Tool Use (Function Calling)

Claude can call external tools and APIs. This is how you build agents that can search the web, run code, or interact with databases. Here's a minimal example:

tools = [
    {
        "name": "get_weather",
        "description": "Get the current weather for a city",
        "input_schema": {
            "type": "object",
            "properties": {
                "location": {"type": "string", "description": "City name"}
            },
            "required": ["location"]
        }
    }
]

response = client.messages.create( model="claude-sonnet-4-20250514", max_tokens=1024, messages=[ {"role": "user", "content": "What's the weather in Tokyo?"} ], tools=tools )
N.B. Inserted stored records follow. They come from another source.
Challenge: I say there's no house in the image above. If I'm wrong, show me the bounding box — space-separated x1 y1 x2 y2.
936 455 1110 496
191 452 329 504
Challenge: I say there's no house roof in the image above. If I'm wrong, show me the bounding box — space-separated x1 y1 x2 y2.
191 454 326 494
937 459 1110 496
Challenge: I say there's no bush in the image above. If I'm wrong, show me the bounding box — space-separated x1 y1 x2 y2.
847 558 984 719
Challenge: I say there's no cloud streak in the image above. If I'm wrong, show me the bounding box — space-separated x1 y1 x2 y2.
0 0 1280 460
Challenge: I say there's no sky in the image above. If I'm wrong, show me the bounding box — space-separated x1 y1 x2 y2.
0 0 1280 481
Check if Claude wants to use a tool

for content in response.content: if content.type == "tool_use": print(f"Calling tool: {content.name}") print(f"Arguments: {content.input}")

Streaming

For a better user experience, stream responses token by token:

with client.messages.stream(
    model="claude-sonnet-4-20250514",
    max_tokens=1024,
    messages=[
        {"role": "user", "content": "Write a short poem about AI."}
    ]
) as stream:
    for text in stream.text_stream:
        print(text, end="", flush=True)

Best Practices for Production

  • Handle stop reasons explicitly: Always check stop_reason to determine the next action (e.g., continue the conversation, call a tool, or truncate).
  • Use system prompts wisely: Set the tone, constraints, and persona in the system parameter rather than in user messages.
  • Implement retry logic: The API may occasionally return rate limit errors. Use exponential backoff.
  • Monitor token usage: Track input and output tokens to manage costs. Use max_tokens to cap responses.
  • Test with the Console: Use the Anthropic Console Workbench to prototype prompts before writing code.

Next Steps

Now that you have a working Claude integration, here's what to explore next:

  • Prompt caching: Reduce costs and latency for repeated system prompts.
  • Batch processing: Send multiple requests asynchronously for high-throughput workloads.
  • Vision: Pass images to Claude for analysis and description.
  • Managed Agents: Let Claude handle the orchestration loop for complex tasks.

Key Takeaways

  • The Messages API is the foundation for building custom Claude integrations, giving you full control over prompts, conversation history, and model parameters.
  • Start with a simple API call using the Python SDK, then layer on features like multi-turn conversations, structured outputs, and tool use as your needs grow.
  • Choose your Claude model based on the task: Opus for complex reasoning, Sonnet for balanced performance, and Haiku for speed.
  • Always handle stop_reason in your application logic to build robust, production-ready systems.
  • Use the Anthropic Console and SDKs to prototype, test, and iterate before deploying to production.